Logic-RAG

May 16, 2025 ยท View on GitHub

This is the implementation of paper: "Logic-RAG: Augmenting Large Multimodal Models with Visual-Spatial Knowledge for Road Scene Understanding" (accepted to ICRA2025) [Link]

Test Logic-RAG on Google Colab: Open In Colab

Overview

Logic-RAG is a novel Retrieval-Augmented Generation framework that enhances Large Multimodal Models' (LMMs) spatial reasoning capabilities in autonomous driving contexts. By constructing a dynamic knowledge base of object-object relationships in first-order logic (FOL), Logic-RAG significantly improves the accuracy of visual-spatial queries in driving scenarios.

This repository contains the complete implementation of the Logic-RAG framework, including the perception module, query-to-logic embedder, and logical inference engine.

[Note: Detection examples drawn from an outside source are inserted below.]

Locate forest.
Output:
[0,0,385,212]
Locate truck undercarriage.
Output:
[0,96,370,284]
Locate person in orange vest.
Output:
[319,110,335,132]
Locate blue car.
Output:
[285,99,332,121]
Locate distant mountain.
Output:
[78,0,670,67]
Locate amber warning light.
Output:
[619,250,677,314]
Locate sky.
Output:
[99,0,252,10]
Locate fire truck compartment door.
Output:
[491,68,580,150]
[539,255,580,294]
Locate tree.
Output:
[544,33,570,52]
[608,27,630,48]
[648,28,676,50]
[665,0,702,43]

We provide inference scripts for our proposed framework along with baseline evaluation scripts for GPT-4V and Claude 3.5 models to facilitate comparison.

Logic-RAG framework for visual-spatial reasoning: Logic-RAG Architecture Overview

Installation

Requirements

  • Python 3.9
  • PyTorch 2.4.1
  • CUDA compatible GPU

Setup Environment

We provide a Conda environment file for easy setup:

# Clone the repository
git clone https://github.com/Imran2205/LogicRAG.git
cd LogicRAG

# Create and activate conda environment
conda env create -f environment.yaml
conda activate lrag

After activating the environment, compile the following script for the Mask2Former model:

cd perception_module/segmentation/Mask2Former-mod/modeling/pixel_decoder/ops
sh make.sh

Download Pre-trained Models and Precomputed Knowledge Base

Download all the pre-computed knowledge base for KITTI and model weights from the following link: Pre-trained Models & KB (Google Drive)

Extract the downloaded file to the root of this repository.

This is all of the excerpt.